EXPLAIN (FORMAT YAML) SELECT * FROM foo WHERE i='4';
          QUERY PLAN
-------------------------------
 - Plan:                      +
     Node Type: "Index Scan"  +
     Scan Direction: "Forward"+
     Index Name: "fi"         +
     Relation Name: "foo"     +
     Alias: "foo"             +
     Startup Cost: 0.00       +
     Total Cost: 5.98         +
     Plan Rows: 1             +
     Plan Width: 4            +
     Index Cond: "(i = 4)"    
(1 row)

XML format is left as an exercise for the reader.

Here is the same plan with cost estimates suppressed:

EXPLAIN (COSTS FALSE) SELECT * FROM foo WHERE i = 4;

        QUERY PLAN
----------------------------
 Index Scan using fi on foo
   Index Cond: (i = 4)
(2 rows)

Here is an example of a query plan for a query using an aggregate function:

EXPLAIN SELECT sum(i) FROM foo WHERE i < 10;

                             QUERY PLAN
---------------------------------------------------------------------
 Aggregate  (cost=23.93..23.93 rows=1 width=4)
   ->  Index Scan using fi on foo  (cost=0.00..23.92 rows=6 width=4)
         Index Cond: (i < 10)
(3 rows)

Here is an example of using EXPLAIN EXECUTE to display the execution plan for a prepared query:

PREPARE query(int, int) AS SELECT sum(bar) FROM test
    WHERE id > $1 AND id < $2
    GROUP BY foo;

EXPLAIN ANALYZE EXECUTE query(100, 200);

                                                       QUERY PLAN                                                       
------------------------------------------------------------------------------------------------------------------------
 HashAggregate  (cost=9.54..9.54 rows=1 width=8) (actual time=0.156..0.161 rows=11 loops=1)
   Group Key: foo
   ->  Index Scan using test_pkey on test  (cost=0.29..9.29 rows=50 width=8) (actual time=0.039..0.091 rows=99 loops=1)
         Index Cond: ((id > $1) AND (id < $2))
 Planning time: 0.197 ms
 Execution time: 0.225 ms
(6 rows)

Of course, the specific numbers shown here depend on the actual contents of the tables involved.

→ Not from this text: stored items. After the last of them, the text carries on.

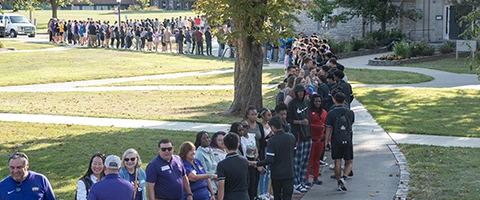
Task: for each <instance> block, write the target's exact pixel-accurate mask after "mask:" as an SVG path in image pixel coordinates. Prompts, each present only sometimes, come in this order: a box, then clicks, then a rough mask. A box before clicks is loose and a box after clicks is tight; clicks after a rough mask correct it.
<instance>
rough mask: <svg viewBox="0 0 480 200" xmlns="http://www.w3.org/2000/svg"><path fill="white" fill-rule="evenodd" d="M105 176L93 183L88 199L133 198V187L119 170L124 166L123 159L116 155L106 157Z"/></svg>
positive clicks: (95, 199)
mask: <svg viewBox="0 0 480 200" xmlns="http://www.w3.org/2000/svg"><path fill="white" fill-rule="evenodd" d="M104 165H105V166H104V167H105V168H104V170H105V177H104V178H103V180H102V181H100V182H97V183H95V184H93V186H92V189H90V193H89V194H88V198H87V200H131V199H132V198H133V187H132V184H130V183H129V182H128V181H126V180H124V179H122V177H120V175H118V172H120V170H121V168H122V161H121V160H120V158H119V157H118V156H116V155H109V156H107V158H106V159H105V164H104Z"/></svg>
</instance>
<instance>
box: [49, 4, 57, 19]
mask: <svg viewBox="0 0 480 200" xmlns="http://www.w3.org/2000/svg"><path fill="white" fill-rule="evenodd" d="M50 5H52V18H57V9H58V3H57V0H50Z"/></svg>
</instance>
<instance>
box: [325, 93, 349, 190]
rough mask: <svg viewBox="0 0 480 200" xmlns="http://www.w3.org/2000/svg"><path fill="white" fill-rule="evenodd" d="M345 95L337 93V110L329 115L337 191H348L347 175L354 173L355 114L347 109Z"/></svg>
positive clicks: (336, 103)
mask: <svg viewBox="0 0 480 200" xmlns="http://www.w3.org/2000/svg"><path fill="white" fill-rule="evenodd" d="M345 100H346V97H345V94H343V93H341V92H337V93H336V94H335V96H334V98H333V101H334V102H335V105H336V106H335V108H334V109H333V110H331V111H330V112H328V114H327V123H326V124H327V138H326V139H327V148H328V147H331V152H332V159H334V160H335V167H334V171H335V178H336V179H337V191H347V187H346V181H347V177H346V175H348V174H350V172H352V166H353V143H352V137H353V132H352V125H353V123H354V122H355V113H354V112H353V111H351V110H349V109H347V108H345V106H344V103H345ZM342 159H343V160H345V168H344V171H343V176H342V172H341V165H342Z"/></svg>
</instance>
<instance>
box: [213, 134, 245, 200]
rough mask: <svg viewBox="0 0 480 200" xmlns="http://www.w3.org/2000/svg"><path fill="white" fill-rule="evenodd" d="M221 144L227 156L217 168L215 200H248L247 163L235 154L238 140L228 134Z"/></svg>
mask: <svg viewBox="0 0 480 200" xmlns="http://www.w3.org/2000/svg"><path fill="white" fill-rule="evenodd" d="M223 143H224V144H225V147H226V148H227V156H226V157H225V160H222V161H221V162H220V163H218V166H217V175H218V196H217V200H249V199H250V198H249V196H248V161H247V159H246V158H245V157H243V156H240V155H239V154H238V153H237V148H238V146H239V143H240V141H239V138H238V136H237V135H236V134H234V133H229V134H227V135H225V137H224V138H223Z"/></svg>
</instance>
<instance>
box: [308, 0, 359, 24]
mask: <svg viewBox="0 0 480 200" xmlns="http://www.w3.org/2000/svg"><path fill="white" fill-rule="evenodd" d="M338 7H339V5H338V2H337V1H331V0H313V1H312V5H311V6H309V7H308V13H307V15H308V17H310V18H311V19H313V20H315V21H317V22H323V21H324V20H325V18H327V21H330V22H331V23H338V22H347V21H348V20H349V19H350V17H349V14H348V13H347V12H342V13H339V14H337V15H333V10H335V9H336V8H338Z"/></svg>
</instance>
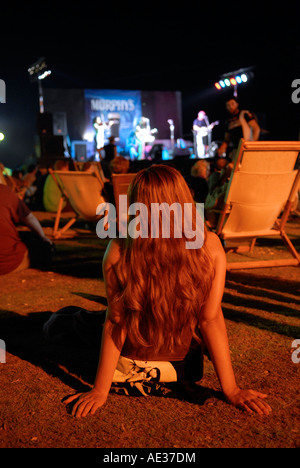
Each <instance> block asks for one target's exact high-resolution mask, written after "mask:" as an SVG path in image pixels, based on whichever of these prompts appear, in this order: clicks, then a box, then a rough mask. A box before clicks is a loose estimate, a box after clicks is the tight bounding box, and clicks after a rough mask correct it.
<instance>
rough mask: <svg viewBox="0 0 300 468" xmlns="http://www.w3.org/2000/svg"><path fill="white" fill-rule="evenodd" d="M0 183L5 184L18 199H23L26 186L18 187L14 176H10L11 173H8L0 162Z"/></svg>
mask: <svg viewBox="0 0 300 468" xmlns="http://www.w3.org/2000/svg"><path fill="white" fill-rule="evenodd" d="M0 184H3V185H7V186H8V187H10V188H11V189H12V190H13V191H14V192H15V193H16V195H17V196H18V198H20V200H23V199H24V197H25V194H26V191H27V187H22V188H21V189H18V187H17V185H16V183H15V181H14V178H13V177H11V175H10V174H9V173H8V171H7V170H6V168H5V166H4V165H3V164H2V163H0Z"/></svg>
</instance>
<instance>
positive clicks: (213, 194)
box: [204, 161, 233, 228]
mask: <svg viewBox="0 0 300 468" xmlns="http://www.w3.org/2000/svg"><path fill="white" fill-rule="evenodd" d="M232 169H233V163H232V162H230V163H228V161H227V165H226V166H225V167H224V168H223V169H222V170H221V172H220V176H219V179H218V183H217V184H216V185H215V186H214V188H213V189H212V191H211V192H209V194H208V195H207V197H206V200H205V205H204V213H205V218H206V221H207V223H208V226H209V227H211V228H215V227H216V225H217V221H218V213H217V212H216V210H222V208H223V206H224V199H225V195H226V191H227V187H228V183H229V179H230V176H231V172H232Z"/></svg>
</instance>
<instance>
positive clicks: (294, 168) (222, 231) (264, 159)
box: [216, 139, 300, 270]
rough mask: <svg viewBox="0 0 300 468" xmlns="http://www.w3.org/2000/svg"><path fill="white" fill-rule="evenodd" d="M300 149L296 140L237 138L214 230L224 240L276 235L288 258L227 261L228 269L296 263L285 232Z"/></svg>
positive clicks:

Also note that the numbers, and even the selected query strategy, might vary between Postgres Pro releases due to planner improvements. In addition, the ANALYZE command uses random sampling to estimate data statistics; therefore, it is possible for cost estimates to change after a fresh run of ANALYZE, even if the actual distribution of data in the table has not changed.

Compatibility

There is no EXPLAIN statement defined in the SQL standard.